The global unit's mission is to transform Ford into a leading online consumer company by anticipating the wants and needs of consumers and delivering them in real time.
Mr. Kelley, 39, formed Ford partnerships with what he dubs "the best of the online world," including Yahoo!, teen site Bolt.com, women's site iVillage and Oracle Corp. In addition, Ford has taken equity stakes in Microsoft Corp.'s CarPoint.com and J.D. Power & Associates' Carclub.com.
In the future, he predicts success will be based on combining the best of the online world with the best brick-and-mortar companies, or what he calls "the best in e-tail and the best in retail."
CAN'T STOP INFORMATION FLOW
He's learned marketers can't stop the flow of information to consumers online, and those that try to set up impediments won't grow as fast as those that do provide it. Dealers of Ford and its stable of car brands provide vehicle prices on their Web sites, accessible via ford.com. Consumers who turn to third-party Web sites for pricing risk getting inaccurate information.
"Our dealers own the cars. So when they put prices online, that's what they're going to charge," he says.
Mr. Kelley came into the brand realm when he joined Procter & Gamble Co., where he held a number of brand management posts. He moved into appliances with his 1994 switch to General Electric Co. In a speech this summer, he said he probably knows more about washers and dryers than anyone he knows as a result of the time he spent at GE.
During that speech, he said the Internet provides a huge opportunity to draw customers to Ford brands online, build loyalty and improve the buying experience -- both online and at dealerships.
And in the online realm, strong, trusted brands such as Ford win out over lesser-known ones, Mr. Kelley insists. He says 75% of prospects who order a certified-used Ford vehicle via one of its Web sites end up buying it vs. the less than 25% who buy a used vehicle from a third-party auto-buying site.
A SITE FOR EVERY BRAND
The auto marketer's brand stable offers Ford, Jaguar, Land Rover, Lincoln, Mazda, Mercury and Volvo vehicles. Each brand has its own Web site that links to Ford's and to dealers.

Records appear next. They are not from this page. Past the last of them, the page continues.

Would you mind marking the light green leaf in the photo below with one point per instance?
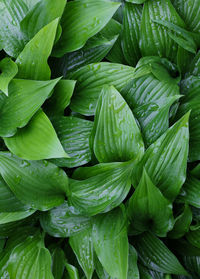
(50, 182)
(182, 223)
(61, 97)
(82, 246)
(25, 98)
(41, 14)
(92, 17)
(11, 38)
(100, 188)
(64, 221)
(32, 61)
(116, 136)
(111, 242)
(149, 210)
(131, 32)
(168, 155)
(8, 71)
(155, 39)
(155, 255)
(90, 81)
(30, 259)
(74, 134)
(37, 140)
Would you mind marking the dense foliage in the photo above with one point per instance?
(99, 139)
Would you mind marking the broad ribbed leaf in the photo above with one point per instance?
(90, 81)
(74, 134)
(94, 51)
(149, 210)
(182, 223)
(191, 101)
(30, 259)
(168, 155)
(81, 20)
(64, 221)
(32, 61)
(100, 188)
(155, 39)
(61, 97)
(82, 246)
(38, 184)
(116, 136)
(40, 15)
(37, 140)
(155, 255)
(111, 242)
(11, 38)
(8, 71)
(131, 33)
(25, 98)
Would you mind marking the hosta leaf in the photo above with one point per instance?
(155, 255)
(82, 246)
(111, 242)
(37, 140)
(182, 223)
(8, 71)
(155, 39)
(168, 155)
(190, 191)
(32, 61)
(90, 81)
(61, 97)
(40, 15)
(191, 101)
(50, 182)
(94, 51)
(11, 38)
(74, 134)
(92, 17)
(116, 136)
(64, 221)
(101, 188)
(25, 98)
(131, 33)
(149, 210)
(30, 258)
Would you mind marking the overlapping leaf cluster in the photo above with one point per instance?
(100, 139)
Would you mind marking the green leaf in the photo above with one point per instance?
(168, 155)
(191, 101)
(32, 61)
(61, 97)
(37, 140)
(25, 98)
(182, 223)
(111, 242)
(41, 14)
(90, 81)
(64, 221)
(11, 38)
(50, 183)
(100, 188)
(149, 210)
(8, 71)
(74, 134)
(155, 39)
(30, 258)
(92, 17)
(116, 136)
(131, 32)
(155, 255)
(82, 246)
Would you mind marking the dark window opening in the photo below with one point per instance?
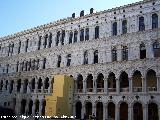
(75, 36)
(114, 54)
(142, 51)
(141, 24)
(50, 40)
(87, 34)
(39, 42)
(85, 58)
(68, 59)
(95, 56)
(96, 32)
(125, 53)
(114, 28)
(26, 48)
(154, 21)
(124, 26)
(70, 37)
(82, 35)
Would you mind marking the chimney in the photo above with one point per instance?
(82, 13)
(73, 15)
(91, 10)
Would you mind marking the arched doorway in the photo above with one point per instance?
(90, 83)
(43, 107)
(30, 107)
(99, 111)
(78, 110)
(123, 111)
(137, 81)
(151, 80)
(112, 82)
(100, 83)
(88, 109)
(153, 111)
(111, 110)
(138, 111)
(124, 83)
(37, 106)
(23, 106)
(79, 83)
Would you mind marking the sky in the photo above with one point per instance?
(19, 15)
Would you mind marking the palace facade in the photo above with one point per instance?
(112, 55)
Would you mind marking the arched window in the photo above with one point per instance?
(87, 34)
(95, 56)
(124, 26)
(68, 59)
(59, 61)
(114, 54)
(70, 37)
(156, 49)
(45, 40)
(114, 28)
(125, 53)
(154, 21)
(96, 32)
(142, 51)
(141, 24)
(62, 38)
(50, 40)
(57, 38)
(82, 35)
(75, 36)
(85, 61)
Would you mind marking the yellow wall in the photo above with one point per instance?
(60, 102)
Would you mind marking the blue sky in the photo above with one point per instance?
(18, 15)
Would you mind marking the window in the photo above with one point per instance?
(50, 40)
(87, 34)
(70, 37)
(114, 28)
(141, 24)
(19, 47)
(95, 56)
(154, 21)
(75, 36)
(68, 59)
(96, 32)
(124, 26)
(82, 35)
(17, 66)
(156, 49)
(39, 42)
(59, 61)
(85, 58)
(142, 51)
(44, 63)
(125, 53)
(114, 54)
(62, 38)
(26, 45)
(57, 38)
(45, 41)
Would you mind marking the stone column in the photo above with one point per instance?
(130, 112)
(117, 112)
(130, 84)
(145, 112)
(117, 86)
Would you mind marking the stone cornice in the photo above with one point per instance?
(66, 20)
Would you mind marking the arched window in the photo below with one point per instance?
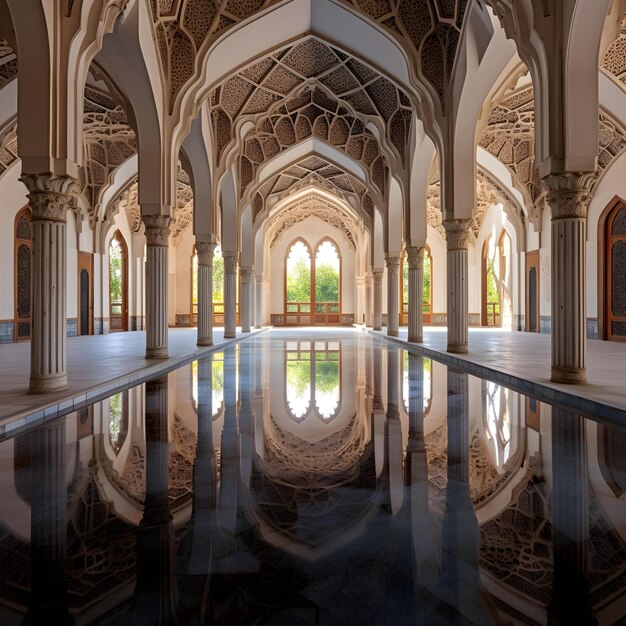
(427, 294)
(313, 379)
(298, 284)
(327, 281)
(118, 283)
(118, 420)
(491, 313)
(615, 275)
(427, 365)
(23, 259)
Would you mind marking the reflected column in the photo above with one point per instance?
(205, 292)
(570, 603)
(393, 295)
(48, 515)
(156, 589)
(378, 300)
(459, 584)
(230, 294)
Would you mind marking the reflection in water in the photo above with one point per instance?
(288, 481)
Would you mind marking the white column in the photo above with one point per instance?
(393, 295)
(230, 294)
(458, 316)
(415, 257)
(157, 236)
(205, 293)
(568, 197)
(49, 197)
(258, 309)
(246, 298)
(378, 300)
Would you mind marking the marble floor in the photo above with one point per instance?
(314, 476)
(96, 365)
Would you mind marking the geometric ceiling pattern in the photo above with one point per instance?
(256, 89)
(428, 30)
(312, 113)
(312, 171)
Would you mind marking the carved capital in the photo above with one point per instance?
(457, 234)
(205, 252)
(246, 274)
(231, 261)
(568, 194)
(157, 229)
(415, 257)
(393, 264)
(49, 196)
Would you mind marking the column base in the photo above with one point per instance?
(458, 348)
(568, 376)
(48, 384)
(157, 353)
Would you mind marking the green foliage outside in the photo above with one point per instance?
(326, 283)
(299, 282)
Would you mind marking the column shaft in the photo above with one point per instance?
(568, 196)
(50, 198)
(458, 315)
(205, 293)
(157, 235)
(230, 294)
(393, 295)
(416, 288)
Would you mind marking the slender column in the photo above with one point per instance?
(458, 316)
(568, 197)
(230, 294)
(258, 309)
(246, 298)
(205, 293)
(416, 287)
(157, 235)
(49, 197)
(378, 299)
(393, 295)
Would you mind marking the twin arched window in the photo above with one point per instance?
(313, 284)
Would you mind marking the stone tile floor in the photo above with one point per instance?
(522, 360)
(96, 366)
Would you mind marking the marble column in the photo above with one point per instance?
(246, 298)
(48, 602)
(570, 603)
(568, 196)
(205, 293)
(378, 300)
(157, 236)
(258, 309)
(231, 260)
(49, 197)
(415, 257)
(393, 295)
(458, 315)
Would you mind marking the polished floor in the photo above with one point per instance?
(314, 477)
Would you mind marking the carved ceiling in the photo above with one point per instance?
(312, 206)
(256, 89)
(510, 136)
(8, 63)
(614, 60)
(312, 113)
(312, 171)
(428, 30)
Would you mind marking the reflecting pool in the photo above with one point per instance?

The Yahoo! partnership, announced at the start of this year, is driving traffic from Yahoo! Autos to Ford's online site, which averages roughly 1.5 million unique visitors a month, according to Media Metrix.
The iVillage and Bolt ventures aren't generating as many eyeballs. But, Mr. Kelley says, Ford has been able to get better "depth of interaction" with visitors to those two sites who reveal their likes and dislikes about the Ford vehicles they own.
"We learn every month from consumer comments on the Web sites."